Die Kurzgeschichte handelt von einer Frau, die einen älteren Mann im Haus gegenüber beobachtet. Sie denkt, dass er winke und seine Gesten ihr gelten würden. Sie ruft die Polizei und es stellt sich heraus, dass der ältere Mann sich mit einem kleinen Knaben gut unterhält.

Die Frau wird als schaulustig beschrieben, sie geht wahrscheinlich nicht oft außer Haus, deswegen beobachtet sie Leute immer aus dem Fenster ihrer Wohnung. Die Autorin meint sogar: „Es hatte ihr noch niemand den Gefallen getan, vor ihrem Haus niedergefahren zu werden.“. Eigentlich will sie, dass etwas aufregendes passiert in ihrem Leben, woraus man schließen kann, dass ihr Leben im jetzigen Zustand nichts aufregendes beinhaltet. Entweder hat sie einen Mann, mit dem sie aber nicht wirklich viel zu tun hat, oder sie hat keinen, wodurch ihr Leben uninteressant geworden ist. Sie ist eigentlich auch eine Art Voyeur, der die anderen Menschen und ihre Privatsphäre durchschauen will. Zu diesem Schluss komme ich, weil sich die Frau vom Fenster abwenden will, doch dann sieht sie, dass auf einmal ein Licht im anderen Haus eingeschalten wird. Nur dieses unbedeutende Licht, lässt sie am Fenster bleiben. Als der Mann aus dem Fenster schaut und nickt, denkt sie, dass er ihr Zeichen geben will und nach einiger Zeit bekommt sie Angst, als er heftige Bewegungen macht und sich über die Brüstung hängt. Sie amüsiert sich zuerst an seinem Anblick, doch dann ruft sie die Polizei, doch die Gründe sind nicht ganz klar. Entweder weil sie Angst hat, dass sich der ältere Mann sich selbst verletzt, weil sie sich belästigt fühlt, oder einfach wegen Schaulust, wie er von der Polizei abgeführt werden könnte. Außerdem ist sie anscheinend nicht besonders gut informiert, wer in ihrem Haus wohnt.
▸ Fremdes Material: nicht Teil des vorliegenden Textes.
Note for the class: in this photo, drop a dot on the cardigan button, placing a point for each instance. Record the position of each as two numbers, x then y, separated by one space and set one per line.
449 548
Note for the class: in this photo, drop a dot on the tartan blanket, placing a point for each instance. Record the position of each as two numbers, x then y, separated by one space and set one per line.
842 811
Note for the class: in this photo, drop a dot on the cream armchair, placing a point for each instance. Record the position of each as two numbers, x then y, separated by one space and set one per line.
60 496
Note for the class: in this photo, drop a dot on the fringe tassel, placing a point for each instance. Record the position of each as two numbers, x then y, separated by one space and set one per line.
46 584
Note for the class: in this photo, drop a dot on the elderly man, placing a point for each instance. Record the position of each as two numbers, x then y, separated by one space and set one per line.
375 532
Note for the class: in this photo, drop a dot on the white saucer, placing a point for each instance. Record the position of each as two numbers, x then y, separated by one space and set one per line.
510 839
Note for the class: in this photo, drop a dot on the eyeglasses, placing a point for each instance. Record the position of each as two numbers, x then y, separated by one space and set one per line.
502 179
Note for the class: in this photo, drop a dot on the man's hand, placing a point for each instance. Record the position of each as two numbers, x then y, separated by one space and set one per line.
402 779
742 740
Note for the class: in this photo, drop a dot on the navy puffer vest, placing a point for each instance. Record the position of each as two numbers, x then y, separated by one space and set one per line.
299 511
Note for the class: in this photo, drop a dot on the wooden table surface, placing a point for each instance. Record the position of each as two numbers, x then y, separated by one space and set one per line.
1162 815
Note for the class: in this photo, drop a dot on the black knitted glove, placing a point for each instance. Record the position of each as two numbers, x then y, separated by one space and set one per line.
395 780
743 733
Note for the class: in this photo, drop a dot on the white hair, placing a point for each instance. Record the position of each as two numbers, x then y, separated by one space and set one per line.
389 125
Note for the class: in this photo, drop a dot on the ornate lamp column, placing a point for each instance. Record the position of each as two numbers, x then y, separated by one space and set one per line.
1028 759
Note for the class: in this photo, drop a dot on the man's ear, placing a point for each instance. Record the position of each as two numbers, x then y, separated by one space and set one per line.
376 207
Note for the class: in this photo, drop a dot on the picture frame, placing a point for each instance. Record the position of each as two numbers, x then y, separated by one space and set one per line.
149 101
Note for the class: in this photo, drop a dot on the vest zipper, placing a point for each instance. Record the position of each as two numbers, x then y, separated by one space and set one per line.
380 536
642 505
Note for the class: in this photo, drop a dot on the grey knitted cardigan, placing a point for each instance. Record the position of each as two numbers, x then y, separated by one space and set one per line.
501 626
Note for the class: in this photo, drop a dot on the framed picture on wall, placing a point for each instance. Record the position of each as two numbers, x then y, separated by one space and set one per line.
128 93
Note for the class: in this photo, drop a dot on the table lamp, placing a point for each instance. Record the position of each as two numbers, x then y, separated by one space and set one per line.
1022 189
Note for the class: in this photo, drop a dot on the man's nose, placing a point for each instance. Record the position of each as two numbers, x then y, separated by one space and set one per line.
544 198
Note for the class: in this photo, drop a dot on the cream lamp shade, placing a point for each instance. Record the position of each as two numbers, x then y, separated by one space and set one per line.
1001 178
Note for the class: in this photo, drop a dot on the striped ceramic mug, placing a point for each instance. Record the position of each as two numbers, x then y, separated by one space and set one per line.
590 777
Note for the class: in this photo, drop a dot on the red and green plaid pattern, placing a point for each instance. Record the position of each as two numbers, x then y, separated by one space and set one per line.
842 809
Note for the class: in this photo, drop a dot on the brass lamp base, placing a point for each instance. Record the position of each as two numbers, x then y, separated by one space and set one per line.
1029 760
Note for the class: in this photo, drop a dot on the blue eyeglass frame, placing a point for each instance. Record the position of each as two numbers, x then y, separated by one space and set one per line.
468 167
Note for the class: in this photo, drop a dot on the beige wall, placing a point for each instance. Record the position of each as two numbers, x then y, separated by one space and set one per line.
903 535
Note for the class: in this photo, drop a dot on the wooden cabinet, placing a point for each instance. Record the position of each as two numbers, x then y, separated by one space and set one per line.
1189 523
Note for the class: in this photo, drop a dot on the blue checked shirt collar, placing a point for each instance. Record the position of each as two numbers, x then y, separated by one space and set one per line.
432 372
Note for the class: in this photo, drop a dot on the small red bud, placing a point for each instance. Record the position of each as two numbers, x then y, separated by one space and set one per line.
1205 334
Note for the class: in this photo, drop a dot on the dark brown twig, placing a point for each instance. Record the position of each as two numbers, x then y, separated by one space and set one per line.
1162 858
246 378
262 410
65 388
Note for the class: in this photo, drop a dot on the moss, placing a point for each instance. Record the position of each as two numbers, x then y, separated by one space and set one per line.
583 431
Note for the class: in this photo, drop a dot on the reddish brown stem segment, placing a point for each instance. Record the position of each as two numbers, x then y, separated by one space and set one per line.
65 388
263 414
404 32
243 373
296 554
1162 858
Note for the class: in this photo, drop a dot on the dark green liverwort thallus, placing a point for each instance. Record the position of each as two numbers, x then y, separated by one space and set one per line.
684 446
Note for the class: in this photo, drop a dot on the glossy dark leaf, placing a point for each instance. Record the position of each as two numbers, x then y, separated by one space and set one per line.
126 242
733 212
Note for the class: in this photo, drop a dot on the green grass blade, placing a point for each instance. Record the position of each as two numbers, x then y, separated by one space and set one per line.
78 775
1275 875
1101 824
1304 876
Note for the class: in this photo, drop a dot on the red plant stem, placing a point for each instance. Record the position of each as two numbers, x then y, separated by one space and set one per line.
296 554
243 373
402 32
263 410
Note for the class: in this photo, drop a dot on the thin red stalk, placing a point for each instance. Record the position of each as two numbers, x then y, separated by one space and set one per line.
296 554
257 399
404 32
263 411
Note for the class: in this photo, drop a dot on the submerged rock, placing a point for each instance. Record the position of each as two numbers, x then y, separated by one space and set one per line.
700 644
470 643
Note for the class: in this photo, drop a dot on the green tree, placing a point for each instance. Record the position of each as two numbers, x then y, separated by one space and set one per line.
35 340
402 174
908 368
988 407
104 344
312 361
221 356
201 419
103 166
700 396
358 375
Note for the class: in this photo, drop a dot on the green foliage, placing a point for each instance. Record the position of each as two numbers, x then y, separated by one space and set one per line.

Der ältere Mann scheint ziemlich spontan zu sein, was man daran erkennen kann, weil er plötzlich ans Fenster geht und Gesten mit einem kleinen Knaben austauscht. Er hat anscheinend auch Spaß am Leben, weil er das Kind unterhalten will und steigert sich wirklich hinein. Er ist recht kreativ und wirkt freundlich. Es scheint, als ob er das Gegenteil von der Frau zu sein.

Die Autorin verwendet einige Vergleiche, wie z.B. „Sie(die Polizisten) arbeitenden schnell und mit einer Sicherheit, von dem jeder Einbrecher lernen konnte.“ Außerdem beschreibt sie das Polizeiauto als Überfallauto.

In dieser Kurzgeschichte nimmt das Lachen eine ziemlich hohe Bedeutung ein. Die Autorin beschreibt den Mann, dass er sein Lachen in die Hand nimmt und zum Kind über die Straße wirft. Das bedeutet, dass das Lachen von einer Emotion zu etwas gemacht wird, das man verschenken, vergeben könnte. Man weiß nicht, ob der ältere Mann, nachdem er sein Lachen „weggegeben“ hat, noch immer lachen kann, oder nicht. Auf jeden Fall macht das Kind dasselbe mit den Polizisten, jedoch hat man bei dem Kind das Gefühl, dass dieser Wurf auch mit Aggression verbunden ist. Ich glaube dies deswegen, weil wenn man jemandem etwas mit voller Kraft ins Gesicht wirft, kann es eigentlich nichts gutes sein.

Vielleicht will die Autorin uns mit dieser Kurgeschichte mitteilen, dass unsere Gesellschaft schon viel zu schaulustig ist. In unserer Gesellschaft ist es so, dass z.B. bei Formel-1 Events extra bei den gefährlichsten Kurven viele Leute sitzen, um einen Unfall zu sehen.